Levanté la vista de mi taza de té cuando Mercuccio entró en el comedor.
—¿Los conseguiste?— pregunté, ansioso.
—Los cinco, sí— confirmó él, apoyando dos bolsas sobre la mesa—. Dos copias de cada uno.
Me puse de pie y rodeé la mesa para llegar hasta las bolsas. Abrí una y saqué los libros. Sentí mariposas en el estómago. Aquellos eran los libros que había leído decenas de veces hasta casi memorizarlos. Aquellos eran los libros que había atesorado aun con el riesgo de ser castigado. Los libros que me habían abierto la mente, que me habían mostrado la verdad. Una verdad que me había llevado a profundos conflictos y angustia, pero que finalmente me había ayudado a concebir la liberación de la culpa inculcada por veinte largos años.
Separé el primer libro, acariciando la tapa por unos momentos. Luego se lo extendí a Mercuccio.
—Envuelve éste. Esta noche iremos a ver a Walter.
Mercuccio asintió, tomando el libro.
—Doctor— me llamó Nora desde la puerta que daba a la cocina.
Les había pedido que siguieran llamándome doctor Strabons por un tiempo más. Debía seguir personificando al nieto de Strabons hasta que Miguel cruzara el portal, solo unos meses más.
—¿Qué pasa Nora?
—Prella quiere hacerle una consulta.
—Iré enseguida. Antes tengo que hablar con Juliana. ¿Sabes si ya llegó?
—Está con Luigi en la biblioteca. Están discutiendo otra vez sobre el mapa. Si siguen así, creo que habrá que agregar “mapas antiguos” a las causas de divorcio— suspiró.
—No te preocupes, no dejaré que esos dos se separen por el mapa, ni por ninguna otra cosa— le aseguré.
—Pero el jinete está del otro lado— escuché decir a Luigi al entrar a la biblioteca—. Eso tiene que significar algo importante.
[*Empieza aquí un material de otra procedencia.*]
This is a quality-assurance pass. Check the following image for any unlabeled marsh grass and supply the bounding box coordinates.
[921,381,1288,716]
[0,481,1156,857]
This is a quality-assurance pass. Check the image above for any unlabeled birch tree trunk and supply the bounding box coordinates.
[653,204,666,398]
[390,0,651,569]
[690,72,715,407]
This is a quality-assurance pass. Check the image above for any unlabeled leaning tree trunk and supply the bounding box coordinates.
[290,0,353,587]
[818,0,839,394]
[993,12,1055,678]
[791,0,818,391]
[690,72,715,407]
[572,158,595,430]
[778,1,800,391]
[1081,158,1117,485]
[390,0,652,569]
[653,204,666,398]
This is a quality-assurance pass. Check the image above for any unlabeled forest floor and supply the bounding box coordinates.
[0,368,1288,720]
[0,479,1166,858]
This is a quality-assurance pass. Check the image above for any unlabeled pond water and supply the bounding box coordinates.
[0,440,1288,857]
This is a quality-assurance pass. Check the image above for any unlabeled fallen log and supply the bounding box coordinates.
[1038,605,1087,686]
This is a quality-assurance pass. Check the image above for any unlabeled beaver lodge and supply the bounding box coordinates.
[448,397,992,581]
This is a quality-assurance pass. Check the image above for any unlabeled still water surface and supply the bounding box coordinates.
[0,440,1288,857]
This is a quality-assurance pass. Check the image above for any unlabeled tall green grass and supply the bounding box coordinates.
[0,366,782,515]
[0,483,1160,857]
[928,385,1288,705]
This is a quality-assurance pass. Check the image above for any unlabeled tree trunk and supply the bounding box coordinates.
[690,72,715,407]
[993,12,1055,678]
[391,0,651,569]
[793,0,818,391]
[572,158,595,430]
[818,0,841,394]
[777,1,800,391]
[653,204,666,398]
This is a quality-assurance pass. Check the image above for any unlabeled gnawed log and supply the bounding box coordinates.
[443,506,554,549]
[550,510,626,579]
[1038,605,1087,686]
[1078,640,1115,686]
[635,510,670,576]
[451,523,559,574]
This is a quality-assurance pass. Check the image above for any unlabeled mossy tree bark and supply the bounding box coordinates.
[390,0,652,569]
—Pero el centro del mapa marca Jerusalén, eso es lo más importante en este mapa: el Mediolanun— señaló ella.
Los dos estaban inclinados sobre el cajón abierto de la mesa, observando el mapa de Alric. Del otro lado de la enorme mesa, estaba la pequeña mesita de té que Luigi había comprado en un mercado de antigüedades para Juliana. Ella la había visto en el mercado mientras caminaba con él una mañana, y se había enamorado de ella de inmediato. Luigi no había titubeado en comprársela. Haría cualquier cosa por ella, la adoraba más que a su propia vida. Juliana había decidido ponerla en la biblioteca de la casa de Nora en vez de en su propia casa, porque decía que pasaba muchas horas allí, y así tendría más oportunidad de disfrutarla y de recordar el gesto de Luigi al comprársela. Aquel gesto romántico había sido oscurecido por las frecuentes discusiones sobre el mapa de Alric, y ahora solo era un mero mueble sin valor que sostenía una bandeja con dos tazas de té servidas que se enfriaban sin remedio porque sus dueños estaban demasiado ocupados enfrascados en una agresiva discusión.
—Creí que habían hecho una tregua hasta terminar de traducir el Manuscrito— dije suavemente desde la puerta.
—¡Dígaselo a ella!— exclamó Luigi con los brazos en alto.
—¡Yo no soy la persona terca que se niega a reconocer lo obvio!— gritó ella.
—¡Basta los dos!— exclamé con las manos en alto—. Si este mapa es causa de discordia entre ustedes dos, lo quemaré.
—Vamos, no haría eso— dijo Juliana con sorna.
—Pregúntale a Nora si no lo haría. No es la primera vez que he llevado material valioso al patio y lo he quemado— le respondí, desafiante.
Juliana no respondió. Había visto muchas veces el manchón negro de césped chamuscado en el patio y sabía que no mentía. Nora le había contado como en un arranque de locura había quemado todos los libros que había acumulado durante años investigando el diseño de la cúpula. Había sido un momento oscuro de mi vida, donde, avasallado por la angustia y la desesperanza, me hubiera arrojado al fuego junto con los libros de no ser por Mercuccio que me lo impidió, tirándome bruscamente al suelo. Las cosas habían cambiado con la llegada de Juliana.